Cuando hubo acabado, miró a Sophie quien mantenía una expresión de sorpresa y le dijo:

– Eso es todo. De ahí mi pesadilla, supongo. ¿Qué opinas?

A pesar de que a Sophie no se le conocían historias sentimentales, Lucia no dudaba en su sentido común pero reconocía que Sophie, era mucho más racional de lo que ella seria en siete vidas. Sabía que su punto de vista sería prudente y en realidad y llegados a estas alturas de su vida, no estaba segura de ser eso lo que necesitaba.

– A ver: estamos hablando de un galán al que no le conocemos oficio, ni intenciones, pero sabemos que ha habido una chispa entre vosotros. No has tenido tiempo de preguntar ni de investigar nada de él y sólo tenemos su nombre, su apellido y el color de sus ojos. ¿Cierto?

– Cierto. -¡Vamos bien. Podríamos ganarnos la vida como investigadoras! – y las dos rompieron a reír.

– Estas en un país que no conoces, con una vieja amiga que quizás no pueda hacerte todo el caso que necesitas y que, seguramente, no podrá darte ciertas cosas que él te daría.

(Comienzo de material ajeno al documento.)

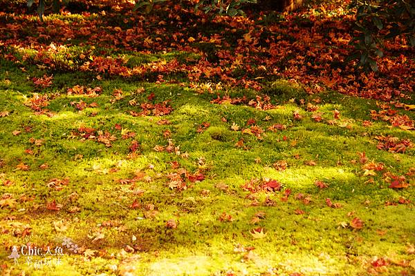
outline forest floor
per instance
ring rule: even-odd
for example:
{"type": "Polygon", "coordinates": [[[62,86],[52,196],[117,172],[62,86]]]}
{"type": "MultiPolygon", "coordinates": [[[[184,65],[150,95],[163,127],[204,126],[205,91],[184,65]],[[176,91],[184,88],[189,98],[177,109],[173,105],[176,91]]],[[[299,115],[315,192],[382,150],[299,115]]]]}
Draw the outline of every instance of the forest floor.
{"type": "Polygon", "coordinates": [[[6,2],[1,275],[415,274],[404,38],[376,75],[343,62],[344,4],[42,24],[6,2]]]}

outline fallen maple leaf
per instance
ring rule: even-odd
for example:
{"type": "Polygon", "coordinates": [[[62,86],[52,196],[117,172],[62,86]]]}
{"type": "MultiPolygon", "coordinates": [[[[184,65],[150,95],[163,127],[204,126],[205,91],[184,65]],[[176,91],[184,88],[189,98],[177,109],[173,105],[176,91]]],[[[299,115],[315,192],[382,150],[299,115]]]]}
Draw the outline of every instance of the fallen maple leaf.
{"type": "Polygon", "coordinates": [[[16,168],[20,170],[29,170],[29,166],[28,165],[24,164],[23,162],[16,166],[16,168]]]}
{"type": "Polygon", "coordinates": [[[389,186],[389,188],[391,188],[393,189],[402,189],[404,188],[408,188],[409,186],[409,184],[400,181],[400,179],[395,179],[391,183],[391,184],[389,186]]]}
{"type": "Polygon", "coordinates": [[[299,114],[299,110],[295,110],[293,112],[293,117],[296,121],[299,121],[302,119],[302,116],[299,114]]]}
{"type": "Polygon", "coordinates": [[[166,222],[166,227],[170,229],[176,229],[177,228],[177,222],[174,219],[170,219],[166,222]]]}
{"type": "Polygon", "coordinates": [[[0,117],[7,117],[10,115],[10,112],[8,111],[1,111],[0,112],[0,117]]]}
{"type": "Polygon", "coordinates": [[[53,201],[46,203],[46,209],[50,210],[51,211],[59,211],[62,208],[62,205],[57,204],[55,199],[53,199],[53,201]]]}
{"type": "Polygon", "coordinates": [[[329,185],[327,185],[324,182],[323,182],[322,181],[320,181],[320,180],[316,180],[315,181],[314,181],[314,185],[315,185],[316,186],[317,186],[320,189],[323,189],[324,188],[329,187],[329,185]]]}
{"type": "Polygon", "coordinates": [[[234,130],[234,131],[238,131],[238,130],[239,130],[239,126],[238,126],[235,123],[233,123],[232,124],[232,126],[230,126],[230,129],[232,129],[232,130],[234,130]]]}
{"type": "Polygon", "coordinates": [[[334,119],[340,119],[340,112],[339,110],[338,110],[337,109],[335,109],[334,110],[333,110],[333,117],[334,117],[334,119]]]}
{"type": "Polygon", "coordinates": [[[93,250],[91,249],[86,249],[85,251],[84,251],[84,256],[86,257],[87,258],[93,257],[93,255],[95,255],[95,253],[97,252],[97,250],[93,250]]]}
{"type": "Polygon", "coordinates": [[[16,199],[12,198],[0,199],[0,209],[6,206],[9,206],[11,208],[15,208],[16,199]]]}
{"type": "Polygon", "coordinates": [[[249,233],[254,239],[264,239],[267,234],[264,232],[264,228],[261,227],[251,230],[249,233]]]}
{"type": "Polygon", "coordinates": [[[360,219],[360,218],[356,217],[354,219],[353,219],[351,220],[351,221],[350,221],[350,226],[353,228],[353,229],[362,229],[363,228],[364,226],[364,222],[363,221],[362,221],[362,219],[360,219]]]}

Ahora el tono de Sophie se había vuelto jocoso y divertido.

– Correcto. – Dijo Lucia.

– Mira Lucia, probablemente a mí las historias no me han funcionado porque he querido controlarlo todo demasiado. Y si fuera yo la que está en tu lugar, creo que no le llamaría…pero tú debes hacerlo. No sabes si vive aquí, si está casado, si le gustas o si es un asesino en serie pero, la única manera de averiguarlo, es llamar.

Lucia dudó. Tenía tantas ganas como miedo. Por un momento se le pasó por la cabeza André pero, en realidad, entre ellos no había nada aún. Sabía que con respecto a André, debía ser sensible puesto que Sophie era su amiga pero, no podía evitar pensar en cómo se había sentido al conocer a Mario y al tenerlo a su lado.

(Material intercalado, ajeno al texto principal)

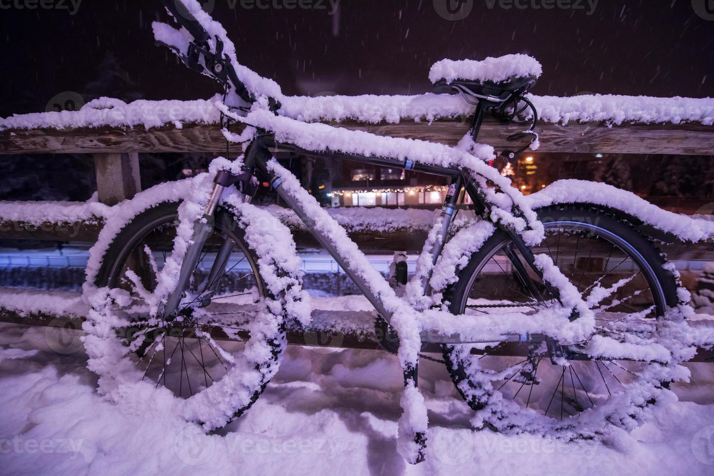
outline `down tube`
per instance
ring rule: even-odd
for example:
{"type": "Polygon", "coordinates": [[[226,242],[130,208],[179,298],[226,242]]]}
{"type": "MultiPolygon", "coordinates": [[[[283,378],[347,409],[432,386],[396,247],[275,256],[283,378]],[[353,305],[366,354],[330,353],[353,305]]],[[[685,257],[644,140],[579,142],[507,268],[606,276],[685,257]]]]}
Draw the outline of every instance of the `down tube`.
{"type": "Polygon", "coordinates": [[[273,188],[276,189],[276,191],[278,192],[280,197],[288,204],[288,206],[289,206],[302,221],[302,222],[305,223],[308,230],[310,231],[310,233],[313,234],[318,242],[319,242],[319,243],[322,245],[326,250],[327,250],[328,253],[329,253],[330,255],[332,255],[333,258],[337,261],[337,263],[340,265],[340,267],[344,270],[345,273],[350,277],[357,288],[362,291],[362,293],[367,298],[367,300],[372,304],[372,305],[374,306],[374,308],[377,310],[377,312],[379,313],[380,315],[381,315],[388,323],[390,322],[392,317],[391,313],[385,309],[381,300],[374,295],[364,278],[356,274],[351,269],[350,269],[349,264],[340,255],[340,252],[338,250],[334,243],[333,243],[328,238],[323,235],[321,232],[317,229],[316,227],[315,227],[313,221],[308,217],[307,213],[303,207],[302,203],[283,190],[283,187],[281,183],[282,181],[283,181],[281,178],[276,178],[273,179],[271,185],[273,186],[273,188]]]}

– Tienes razón…!creo!. Está claro que necesito despejar esta duda. ¿Lo hago?- dijo sosteniendo el teléfono entre sus manos y con un gestor de inseguridad, emoción y duda.

– Sí. Llama. – ordenó Sophie.

Y Lucia, dio un último sorbo de café, se acomodó el pelo como si Mario fuese capaz de verla a través del teléfono, y marcó uno a uno con los dedos tembloroso el número que Mario le había escrito.

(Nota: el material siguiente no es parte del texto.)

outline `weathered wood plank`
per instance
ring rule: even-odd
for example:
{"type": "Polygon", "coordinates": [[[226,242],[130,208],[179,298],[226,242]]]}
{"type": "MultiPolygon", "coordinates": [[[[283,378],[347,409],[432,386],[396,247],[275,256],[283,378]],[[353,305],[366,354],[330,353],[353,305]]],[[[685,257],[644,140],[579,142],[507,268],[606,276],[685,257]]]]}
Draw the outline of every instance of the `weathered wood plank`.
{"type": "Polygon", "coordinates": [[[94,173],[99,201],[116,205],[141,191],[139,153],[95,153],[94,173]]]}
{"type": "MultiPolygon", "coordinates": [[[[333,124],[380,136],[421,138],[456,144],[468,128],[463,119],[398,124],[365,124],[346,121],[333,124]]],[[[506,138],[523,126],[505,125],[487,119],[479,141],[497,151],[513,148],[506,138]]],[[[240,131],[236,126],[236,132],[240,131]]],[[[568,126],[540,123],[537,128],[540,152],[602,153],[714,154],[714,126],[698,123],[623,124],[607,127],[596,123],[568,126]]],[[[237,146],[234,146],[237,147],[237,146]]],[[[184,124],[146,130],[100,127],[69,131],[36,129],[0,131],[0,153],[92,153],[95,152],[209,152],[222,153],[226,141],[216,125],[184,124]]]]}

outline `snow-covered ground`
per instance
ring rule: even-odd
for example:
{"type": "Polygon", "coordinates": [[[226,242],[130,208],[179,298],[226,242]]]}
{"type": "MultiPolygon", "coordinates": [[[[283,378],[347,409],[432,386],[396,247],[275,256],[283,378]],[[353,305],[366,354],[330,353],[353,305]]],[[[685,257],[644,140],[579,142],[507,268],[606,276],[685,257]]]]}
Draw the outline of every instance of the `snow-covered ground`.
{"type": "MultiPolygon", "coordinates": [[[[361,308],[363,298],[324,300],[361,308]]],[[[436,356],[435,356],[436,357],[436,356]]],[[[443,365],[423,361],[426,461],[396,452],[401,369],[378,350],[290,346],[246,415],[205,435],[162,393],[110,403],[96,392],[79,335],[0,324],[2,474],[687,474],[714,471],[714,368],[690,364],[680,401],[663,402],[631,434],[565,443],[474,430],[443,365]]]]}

La señal de llamada sonó varias veces, pero nadie contestó. El gesto de Lucia fue, poco a poco, marchitándose como una flor a la que le cortan el tallo y dejan de regar. La tristeza invadió su cara y en ese momento se sorprendió de cuánto podía afectarle, y eso le asustó.

– Quizás ni siquiera es su teléfono – dijo Lucia con voz frustrada.

– Quizás. Pero lo has intentado.

– Creo que voy a olvidarme de esta historia. No estoy preparada para que me hagan daño y además debo estar absolutamente concentrada para mi nuevo trabajo. Es lo más sensato Sophie. 

En ese momento, el teléfono de Lucia empezó a vibrar. Un número desconocido aparecía en la pantalla. ¿Sería él? Lucia tembló. Luego soltó una carcajada adolescente y empezó a saltar sobre si misma llena de ilusión. Recuperó la compostura, y con voz muy serena contestó.

– ¿Si?

– ¿Lucia? ¿Eres tú? Soy Mario. Perdona, no me ha dado tiempo a contestar tu llamada.

Y así, antes de que ella pudiera controlar la felicidad que la invadía, supo que había hecho lo correcto y que, si su intuición no le fallaba, Mario sentía cierto interés por ella.